Alongside this, there are instances where images of deceased individuals, including children and people who are not personally connected to the viewer circulate widely in comment sections, edits, and reposted tributes. Sometimes this happens in spaces where context is thin, where names and histories are partially lost, and where the image itself becomes detached from its origin. This raises an ethical tension that is not easily resolved. In some cases, sharing is driven by empathy, an attempt to acknowledge a loss that feels overwhelming. In others, it becomes unclear where remembrance ends and consumption begins.

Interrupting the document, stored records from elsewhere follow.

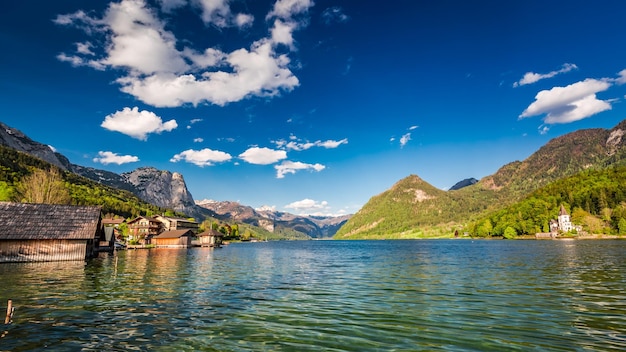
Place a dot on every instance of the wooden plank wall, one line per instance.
(42, 250)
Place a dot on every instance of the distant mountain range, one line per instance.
(412, 208)
(168, 190)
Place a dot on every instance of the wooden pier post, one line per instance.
(7, 319)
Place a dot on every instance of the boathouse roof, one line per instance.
(211, 233)
(175, 234)
(26, 221)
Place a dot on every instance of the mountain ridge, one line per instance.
(167, 190)
(440, 213)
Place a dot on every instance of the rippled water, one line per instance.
(456, 295)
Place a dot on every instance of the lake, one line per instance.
(423, 295)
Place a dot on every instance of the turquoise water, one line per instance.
(450, 295)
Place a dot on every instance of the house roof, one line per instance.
(175, 234)
(109, 221)
(150, 219)
(170, 218)
(211, 233)
(26, 221)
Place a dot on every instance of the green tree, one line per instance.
(43, 186)
(621, 226)
(6, 191)
(510, 233)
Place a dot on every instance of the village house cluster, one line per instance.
(562, 223)
(54, 232)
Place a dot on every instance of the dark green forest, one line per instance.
(595, 199)
(14, 166)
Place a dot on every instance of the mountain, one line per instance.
(17, 140)
(463, 183)
(274, 221)
(168, 190)
(413, 208)
(163, 188)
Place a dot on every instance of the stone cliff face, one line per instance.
(17, 140)
(162, 188)
(313, 226)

The same image can function as tribute in one space and as content in another, depending on how it is framed and circulated.
What does it mean to “bring someone back” in a system that cannot distinguish between restoration and generation? These technologies do not create the desire to remember. But they do reshape the form that remembrance takes. And in doing so, they force a confrontation with boundaries that previously existed without needing to be stated — between public and private grief, between respect and reinterpretation, between memory and construction.
The ethical difficulty is not only about whether these tools should exist, but about how easily they fold into existing patterns of mourning without clear rules for restraint. In spaces already shaped by closeness and shared loss, the line between care and intrusion becomes especially thin.
Beneath all of it is a tension that does not resolve easily: the need to hold onto what matters, and the difficulty of knowing where holding ends and transforming begins. In places where connection is dense and loss is widely shared, that tension becomes part of the background itself. Not always spoken, but constantly present.